Security guard Ziv Moyal
Jordan: Israeli must take legal action against guard before reopening embassy
While Jerusalem plans to send new ambassador to Amman, Jordanian official says 'that ambassador will not be welcome in Jordan until a due legal process takes its course and justice is served,' adding 'The guard enjoyed immunity and not impunity under Vienna conventions.'
AMMAN - Jordan will not allow Israel to reopen its embassy in Amman until it has launched legal proceedings against an Israeli security guard who shot dead two Jordanian citizens in July, a Jordanian diplomatic source said on Thursday.
Israel must also be able to assure its Arab neighbor that "justice has been served" in the case, the senior source said, asking not to be named.
The embassy was closed shortly after Israel hastily repatriated the guard under diplomatic immunity to prevent Jordanian authorities from interrogating him and taking any legal action against him. The Israeli ambassador and embassy staff were pulled out.
"They can look for a new ambassador, but that ambassador will not be welcome in Jordan until a due legal process takes its course and justice is served," the diplomatic source said.
"Our position remains solid in Jordan.. The embassy will not reopen until these conditions are met... which is the position we took from the very beginning," he added.
Jordan maintains that even if the guard had diplomatic immunity that did not mean he could not be punished.
"The guard enjoyed immunity and not impunity under Vienna conventions," the source said, referring to the Vienna Convention that specifies privileges given to diplomats.
"Jordan acted in compliance with its obligation under international law and Israel has to do the same," the source said.
Jordanian officials have treated the shooting as a criminal case and say the two unarmed Jordanians, one a bystander and the other a teenage workman, were killed in cold blood by the armed guard.
Israel said the armed guard opened fire after being attacked and lightly wounded by the workman, who was delivering furniture at his home within the embassy compound, and acted in self-defence, in what Israeli officials called a "terrorist attack".
A televised welcome and hero's embrace by Prime Minister Benjamin Netanyahu of the guard enraged King Abdullah. In a rare outburst, the monarch accused Netanyahu of using the incident as a "political show" saying it was "provocative on all fronts."
The king called on Israel to put the guard on trial.
"From the very beginning they had addressed this issue in a disgraceful way to politically exploit it," the source said.
The handling of the shooting has tested ties between Israel and Jordan, one of only two Arab states that has a peace treaty with Israel.

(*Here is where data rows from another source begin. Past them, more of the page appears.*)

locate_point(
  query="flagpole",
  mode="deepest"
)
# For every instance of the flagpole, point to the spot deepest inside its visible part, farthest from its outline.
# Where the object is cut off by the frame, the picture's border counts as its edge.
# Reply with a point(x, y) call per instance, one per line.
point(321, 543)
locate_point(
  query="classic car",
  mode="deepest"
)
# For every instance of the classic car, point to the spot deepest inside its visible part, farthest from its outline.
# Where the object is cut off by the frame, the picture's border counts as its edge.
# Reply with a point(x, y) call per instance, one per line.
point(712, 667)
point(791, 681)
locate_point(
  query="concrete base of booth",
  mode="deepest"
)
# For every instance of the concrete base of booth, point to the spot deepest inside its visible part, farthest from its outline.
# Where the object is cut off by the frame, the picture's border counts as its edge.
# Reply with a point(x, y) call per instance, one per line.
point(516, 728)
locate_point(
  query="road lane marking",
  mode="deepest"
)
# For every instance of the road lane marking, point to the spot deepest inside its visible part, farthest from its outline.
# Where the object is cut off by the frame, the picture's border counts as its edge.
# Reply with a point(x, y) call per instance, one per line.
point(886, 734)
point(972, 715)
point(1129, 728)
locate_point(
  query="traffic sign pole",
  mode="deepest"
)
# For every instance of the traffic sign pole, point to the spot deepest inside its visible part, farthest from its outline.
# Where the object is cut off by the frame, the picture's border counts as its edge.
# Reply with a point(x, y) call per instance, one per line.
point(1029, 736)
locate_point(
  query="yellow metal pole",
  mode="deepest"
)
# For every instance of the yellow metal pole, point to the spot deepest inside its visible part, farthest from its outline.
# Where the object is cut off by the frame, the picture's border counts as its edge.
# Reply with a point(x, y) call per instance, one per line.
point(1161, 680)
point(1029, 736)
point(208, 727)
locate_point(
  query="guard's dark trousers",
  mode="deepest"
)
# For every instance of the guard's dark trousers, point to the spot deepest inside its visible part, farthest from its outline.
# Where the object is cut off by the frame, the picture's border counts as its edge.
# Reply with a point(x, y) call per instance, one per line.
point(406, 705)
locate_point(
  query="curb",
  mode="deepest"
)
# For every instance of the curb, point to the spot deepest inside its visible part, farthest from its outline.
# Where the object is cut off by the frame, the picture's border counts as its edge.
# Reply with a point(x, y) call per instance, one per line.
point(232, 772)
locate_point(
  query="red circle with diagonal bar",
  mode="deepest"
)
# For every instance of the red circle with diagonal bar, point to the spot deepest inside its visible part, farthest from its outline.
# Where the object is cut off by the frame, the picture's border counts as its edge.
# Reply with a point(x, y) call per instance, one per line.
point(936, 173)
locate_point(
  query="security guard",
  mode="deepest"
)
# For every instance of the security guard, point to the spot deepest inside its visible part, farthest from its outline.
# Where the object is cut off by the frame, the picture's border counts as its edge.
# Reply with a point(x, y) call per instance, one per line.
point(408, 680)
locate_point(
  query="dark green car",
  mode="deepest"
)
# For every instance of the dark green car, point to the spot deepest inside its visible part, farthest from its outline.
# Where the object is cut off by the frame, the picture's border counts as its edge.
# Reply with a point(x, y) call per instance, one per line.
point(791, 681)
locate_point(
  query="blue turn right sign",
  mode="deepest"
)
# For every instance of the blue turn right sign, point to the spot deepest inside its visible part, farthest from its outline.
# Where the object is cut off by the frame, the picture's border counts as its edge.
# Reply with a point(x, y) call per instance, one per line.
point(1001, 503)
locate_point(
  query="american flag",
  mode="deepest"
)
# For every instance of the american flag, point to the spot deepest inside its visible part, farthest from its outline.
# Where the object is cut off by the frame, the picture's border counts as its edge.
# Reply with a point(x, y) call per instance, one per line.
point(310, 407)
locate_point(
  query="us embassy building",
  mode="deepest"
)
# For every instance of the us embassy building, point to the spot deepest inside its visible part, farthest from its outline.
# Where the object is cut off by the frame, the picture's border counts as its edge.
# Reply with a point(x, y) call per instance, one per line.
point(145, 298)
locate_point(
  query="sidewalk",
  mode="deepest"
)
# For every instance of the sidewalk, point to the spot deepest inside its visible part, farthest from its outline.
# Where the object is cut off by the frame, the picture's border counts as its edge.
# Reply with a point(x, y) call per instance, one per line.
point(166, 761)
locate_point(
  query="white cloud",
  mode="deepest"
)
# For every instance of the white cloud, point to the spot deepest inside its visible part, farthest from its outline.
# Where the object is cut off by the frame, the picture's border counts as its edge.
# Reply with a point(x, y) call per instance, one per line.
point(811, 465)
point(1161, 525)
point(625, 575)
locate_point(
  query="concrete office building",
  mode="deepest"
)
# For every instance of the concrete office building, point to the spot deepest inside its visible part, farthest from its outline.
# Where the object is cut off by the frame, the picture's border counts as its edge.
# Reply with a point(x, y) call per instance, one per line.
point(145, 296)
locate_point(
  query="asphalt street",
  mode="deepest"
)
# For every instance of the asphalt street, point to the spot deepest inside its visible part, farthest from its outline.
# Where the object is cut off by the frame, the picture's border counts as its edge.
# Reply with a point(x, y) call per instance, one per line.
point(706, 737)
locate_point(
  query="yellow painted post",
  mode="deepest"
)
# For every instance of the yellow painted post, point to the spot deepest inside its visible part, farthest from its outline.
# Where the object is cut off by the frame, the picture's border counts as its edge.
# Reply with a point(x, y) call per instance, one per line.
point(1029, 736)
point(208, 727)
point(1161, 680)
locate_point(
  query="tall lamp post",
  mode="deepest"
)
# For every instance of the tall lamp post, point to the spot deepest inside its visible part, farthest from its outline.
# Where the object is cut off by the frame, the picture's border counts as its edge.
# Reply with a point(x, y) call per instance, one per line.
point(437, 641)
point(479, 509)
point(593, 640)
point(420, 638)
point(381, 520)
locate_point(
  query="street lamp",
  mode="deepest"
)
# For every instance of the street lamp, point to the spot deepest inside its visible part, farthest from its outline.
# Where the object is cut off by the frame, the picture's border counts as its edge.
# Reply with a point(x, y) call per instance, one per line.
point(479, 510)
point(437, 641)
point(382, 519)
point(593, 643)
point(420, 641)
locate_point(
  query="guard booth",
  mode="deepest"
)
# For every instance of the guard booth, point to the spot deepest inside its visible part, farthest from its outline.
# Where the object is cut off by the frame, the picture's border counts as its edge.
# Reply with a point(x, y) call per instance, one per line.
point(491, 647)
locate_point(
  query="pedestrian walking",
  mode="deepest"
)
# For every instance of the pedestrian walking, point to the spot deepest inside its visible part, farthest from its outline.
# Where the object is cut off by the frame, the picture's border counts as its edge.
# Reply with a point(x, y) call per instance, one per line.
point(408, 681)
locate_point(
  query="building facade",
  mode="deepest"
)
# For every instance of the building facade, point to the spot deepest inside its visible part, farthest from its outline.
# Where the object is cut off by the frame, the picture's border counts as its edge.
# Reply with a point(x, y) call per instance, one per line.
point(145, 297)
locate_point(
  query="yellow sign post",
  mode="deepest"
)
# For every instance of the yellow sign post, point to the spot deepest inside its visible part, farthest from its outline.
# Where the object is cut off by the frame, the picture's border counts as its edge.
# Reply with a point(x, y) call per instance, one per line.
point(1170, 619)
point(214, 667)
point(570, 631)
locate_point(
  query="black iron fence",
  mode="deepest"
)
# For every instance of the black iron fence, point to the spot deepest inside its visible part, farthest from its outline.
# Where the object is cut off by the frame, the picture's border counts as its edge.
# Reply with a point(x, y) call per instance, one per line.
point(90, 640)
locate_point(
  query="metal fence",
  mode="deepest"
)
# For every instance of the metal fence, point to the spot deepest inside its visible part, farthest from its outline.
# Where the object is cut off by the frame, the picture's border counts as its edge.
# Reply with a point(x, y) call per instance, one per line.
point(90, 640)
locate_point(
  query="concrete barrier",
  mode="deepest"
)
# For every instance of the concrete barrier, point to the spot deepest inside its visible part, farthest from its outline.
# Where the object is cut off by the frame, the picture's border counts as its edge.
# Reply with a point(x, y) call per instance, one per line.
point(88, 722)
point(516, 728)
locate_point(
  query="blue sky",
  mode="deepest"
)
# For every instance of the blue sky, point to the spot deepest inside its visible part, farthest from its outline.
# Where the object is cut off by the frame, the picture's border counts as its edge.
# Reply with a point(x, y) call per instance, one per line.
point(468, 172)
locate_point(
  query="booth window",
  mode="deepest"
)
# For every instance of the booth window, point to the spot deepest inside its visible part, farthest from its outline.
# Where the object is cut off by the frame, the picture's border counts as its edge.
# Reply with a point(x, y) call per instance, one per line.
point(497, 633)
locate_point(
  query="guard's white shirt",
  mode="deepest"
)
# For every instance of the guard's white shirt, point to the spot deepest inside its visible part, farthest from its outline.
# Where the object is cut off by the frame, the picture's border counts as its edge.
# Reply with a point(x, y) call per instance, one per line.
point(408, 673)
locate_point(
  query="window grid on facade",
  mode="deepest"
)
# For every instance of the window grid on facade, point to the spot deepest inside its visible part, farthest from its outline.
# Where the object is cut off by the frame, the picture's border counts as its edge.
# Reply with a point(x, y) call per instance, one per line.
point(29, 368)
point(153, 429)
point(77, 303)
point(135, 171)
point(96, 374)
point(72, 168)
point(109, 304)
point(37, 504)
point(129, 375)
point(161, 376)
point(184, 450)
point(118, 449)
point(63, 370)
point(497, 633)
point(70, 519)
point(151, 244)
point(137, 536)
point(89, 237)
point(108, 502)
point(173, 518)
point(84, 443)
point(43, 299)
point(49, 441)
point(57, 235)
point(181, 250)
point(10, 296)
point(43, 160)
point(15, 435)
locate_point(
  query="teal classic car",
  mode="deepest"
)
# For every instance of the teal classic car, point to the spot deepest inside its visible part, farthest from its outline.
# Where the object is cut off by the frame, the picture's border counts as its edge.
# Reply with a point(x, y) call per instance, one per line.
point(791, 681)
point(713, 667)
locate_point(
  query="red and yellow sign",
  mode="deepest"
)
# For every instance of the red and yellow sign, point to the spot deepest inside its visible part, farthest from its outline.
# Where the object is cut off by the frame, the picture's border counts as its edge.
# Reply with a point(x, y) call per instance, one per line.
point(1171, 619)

They have a long history of close security ties.
Many Jordanians, in a country where the peace treaty is unpopular and pro-Palestinian sentiment widespread, were outraged the guard was allowed to leave and staged protests calling on the authorities to scrap the 1994 peace treaty.
Israel has said it is highly unlikely it would prosecute the security guard but has hinted at financial compensation to the family of one of the dead Jordanians.